Note: development continues as scriptor.
Source code and scripts for the Webis Web Archiver.
If you use the archiver, please cite the paper that describes it in detail.
You need to have Docker installed.
Then, on a Unix machine:
- run src-bash/archive.sh for archiving web pages. It will display usage hints.
- run src-bash/reproduce.sh for reproducing from an archive.

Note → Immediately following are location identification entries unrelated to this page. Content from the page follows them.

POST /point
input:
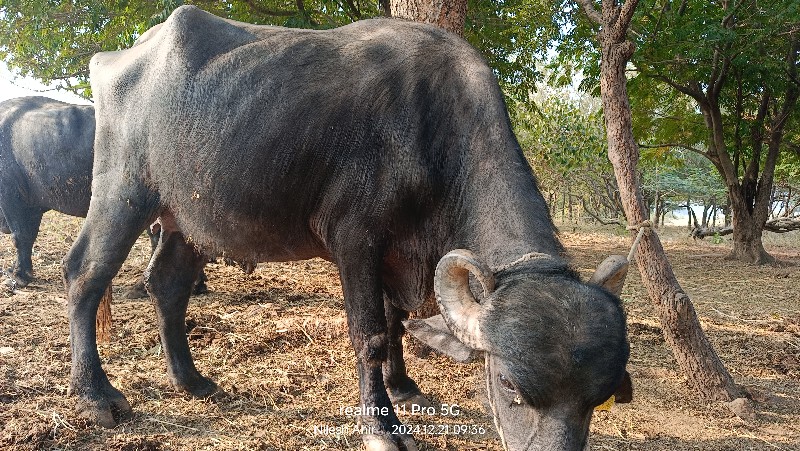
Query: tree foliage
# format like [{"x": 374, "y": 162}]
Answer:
[{"x": 53, "y": 40}]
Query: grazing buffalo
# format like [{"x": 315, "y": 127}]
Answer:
[
  {"x": 381, "y": 146},
  {"x": 45, "y": 164}
]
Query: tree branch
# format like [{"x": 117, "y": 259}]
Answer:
[
  {"x": 682, "y": 146},
  {"x": 591, "y": 12},
  {"x": 626, "y": 14}
]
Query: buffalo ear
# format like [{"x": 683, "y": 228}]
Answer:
[
  {"x": 611, "y": 274},
  {"x": 434, "y": 332},
  {"x": 624, "y": 393}
]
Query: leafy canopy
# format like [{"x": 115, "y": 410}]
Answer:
[{"x": 53, "y": 40}]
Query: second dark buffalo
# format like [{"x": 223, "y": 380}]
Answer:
[{"x": 46, "y": 152}]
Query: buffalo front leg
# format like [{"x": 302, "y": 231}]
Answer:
[
  {"x": 401, "y": 388},
  {"x": 169, "y": 279},
  {"x": 366, "y": 321},
  {"x": 89, "y": 267}
]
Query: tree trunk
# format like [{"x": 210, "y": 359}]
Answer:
[
  {"x": 448, "y": 14},
  {"x": 747, "y": 231},
  {"x": 699, "y": 362}
]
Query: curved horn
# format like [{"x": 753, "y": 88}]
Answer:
[{"x": 460, "y": 310}]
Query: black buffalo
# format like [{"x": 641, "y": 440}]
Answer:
[
  {"x": 46, "y": 152},
  {"x": 380, "y": 146},
  {"x": 45, "y": 164}
]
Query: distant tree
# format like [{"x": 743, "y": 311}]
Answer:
[
  {"x": 721, "y": 79},
  {"x": 700, "y": 363},
  {"x": 563, "y": 138}
]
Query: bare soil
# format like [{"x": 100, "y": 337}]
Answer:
[{"x": 276, "y": 342}]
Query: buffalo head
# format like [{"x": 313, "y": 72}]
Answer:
[{"x": 554, "y": 347}]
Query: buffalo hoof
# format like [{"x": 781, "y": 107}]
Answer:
[
  {"x": 137, "y": 291},
  {"x": 380, "y": 442},
  {"x": 411, "y": 401},
  {"x": 21, "y": 279},
  {"x": 9, "y": 285},
  {"x": 107, "y": 409}
]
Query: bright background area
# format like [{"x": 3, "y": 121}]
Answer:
[{"x": 11, "y": 86}]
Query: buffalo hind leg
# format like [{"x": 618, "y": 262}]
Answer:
[
  {"x": 138, "y": 290},
  {"x": 401, "y": 388},
  {"x": 89, "y": 267},
  {"x": 366, "y": 321},
  {"x": 23, "y": 222},
  {"x": 169, "y": 279}
]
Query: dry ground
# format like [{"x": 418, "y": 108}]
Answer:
[{"x": 275, "y": 340}]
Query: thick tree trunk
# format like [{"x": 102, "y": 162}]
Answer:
[
  {"x": 699, "y": 362},
  {"x": 448, "y": 14},
  {"x": 747, "y": 244}
]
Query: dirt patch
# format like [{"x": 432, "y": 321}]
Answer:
[{"x": 276, "y": 342}]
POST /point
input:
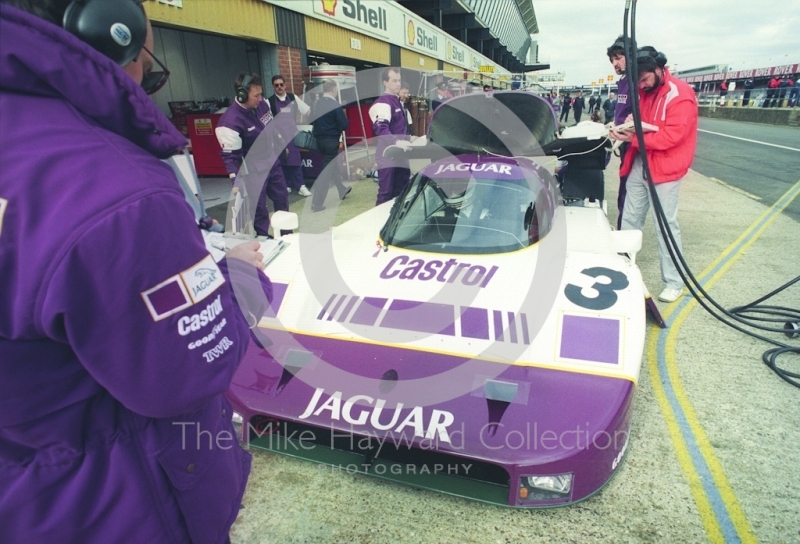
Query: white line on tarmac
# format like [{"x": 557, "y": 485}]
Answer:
[
  {"x": 748, "y": 140},
  {"x": 732, "y": 188}
]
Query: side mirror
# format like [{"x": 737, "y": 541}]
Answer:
[
  {"x": 283, "y": 221},
  {"x": 626, "y": 241}
]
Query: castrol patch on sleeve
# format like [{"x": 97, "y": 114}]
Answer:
[
  {"x": 3, "y": 205},
  {"x": 183, "y": 290},
  {"x": 166, "y": 298}
]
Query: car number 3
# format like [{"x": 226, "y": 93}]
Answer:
[{"x": 606, "y": 292}]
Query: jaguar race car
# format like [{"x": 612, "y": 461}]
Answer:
[{"x": 481, "y": 335}]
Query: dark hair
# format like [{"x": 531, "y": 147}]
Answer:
[
  {"x": 328, "y": 85},
  {"x": 648, "y": 59},
  {"x": 617, "y": 48},
  {"x": 255, "y": 79},
  {"x": 385, "y": 73},
  {"x": 49, "y": 10}
]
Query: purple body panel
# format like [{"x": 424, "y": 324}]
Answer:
[{"x": 558, "y": 421}]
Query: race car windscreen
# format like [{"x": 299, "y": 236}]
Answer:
[{"x": 472, "y": 213}]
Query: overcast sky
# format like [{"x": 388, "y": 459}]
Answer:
[{"x": 574, "y": 34}]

It will display usage hints.
The scripts will automatically download and run the image (2GB+ due to all the fonts).
For other OSes, have a look at the shell scripts and adjust the call to docker run accordingly.
-
Write a class that extends InteractionScript.
-
You can use the ScrollDownScript as an example, or extend it.
-
The utility class Windows offers static helper methods for frequently used interactions.
-
Compile your script with the binaries in the class path and create a JAR from it.
-
Place the JAR into a directory named "scriptname-1.0.0", where you replace "scriptname" by the name of your script.
-
Create a file "script.conf" with the following content and put it into the same directory
script = packages.of.your.ScriptClass; environment.name = de.webis.java environment.version = 1.0.0
where you replace "packages.of.your.ScriptClass" accordingly. For the example ScrollDownScript, that would be
script = de.webis.webarchive.environment.scripts.ScrollDownScript
-
The src-bash/compile-scroll-down-script.sh illustrates the complete compilation process for the ScrollDownScript. Adapt it for your own script.
-
When running archive.sh or reproduce.sh, specify the directory that contains the new directory with "--scriptsdirectory" and give the script name (as in the new directory) with "--script".